Boyolali — Puluhan dokter Boyolali yang tergabung dalam Ikatan Dokter Indonesia (IDI), Senin (24/10) mendatangi gedung DPRD setempat. Mereka ingin mengadukan nasib mereka terkait dengan pendidikan dokter layanan primer (DLP). Layanan Primer (DLP) tidak sejalan dengan UU No 29/20014 tentang Praktik Kedokteran.
“Kenapa harus ada DLP, bukankah lebih baik dilakukan peningkatan anggaran kesehatan. Di Indonesia anggaran kesehatan masih rendah, masih berkisar 2 % sampai 3 %,” kata Koordinator aksi IDI Boyolali, Zulfidar.
Perwakilan dokter ditemui Ketua DPRD Boyolali, Paryanto, anggota Komisi I, II, dan III. Dalam kesempatan tersebut, IDI mendesak agar wakil rakyat ikut memperjuangkan penolakan pendidikan dokter layanan primer.

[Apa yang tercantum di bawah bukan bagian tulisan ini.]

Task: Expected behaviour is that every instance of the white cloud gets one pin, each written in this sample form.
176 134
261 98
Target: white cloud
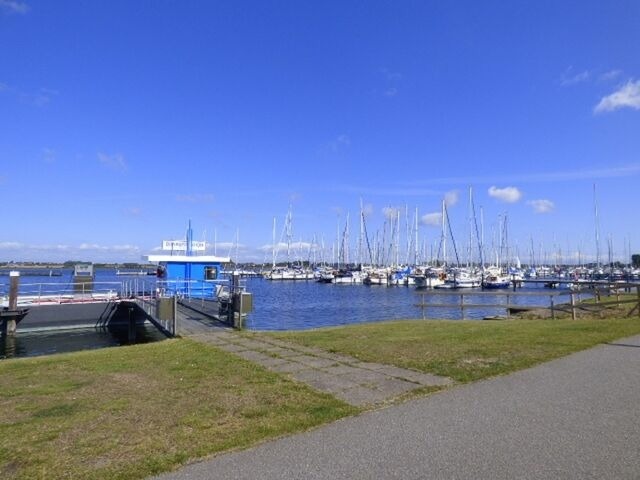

Ketua IDI Boyolali, Syamsudin, mengungkapkan, dokter umum sudah sangat profesional, maka tidak perlu lagi mengikuti DLP. IDI juga meminta DPRD Boyolali turut memperjuangkan aspirasi agar dilakukan revisi terhadap UU No 20/ 2013 tentang Pendidikan Kedokteran. Pasalnya, UU tersebut bertentangan dengan UU No 29/2004 tentang Praktik Kedokteran.
“Memaksakan pendidikan formal hanya akan membuat biaya pendidikan dokter menjadi mahal dan merugikan masyarakat,” tambah Syamsudin.
Terkait aspirasi anggota IDI, Ketua DPRD Boyolali Paryanto mengatakan, pihaknya siap untuk meneruskan aspirasi tersebut ke DPR RI.
“Kewenangan penetapan UU berada di DPR RI. Secepatnya akan diteruskan,” ungkapnya.
Usai menyampaikan aspirasi di DPRD, puluhan dokter melakukan long march menuju ke Gedung Putih, atau Kantor Bupati Boyolali. Di depan kantor bupati, rombongan IDI membentangkan spanduk.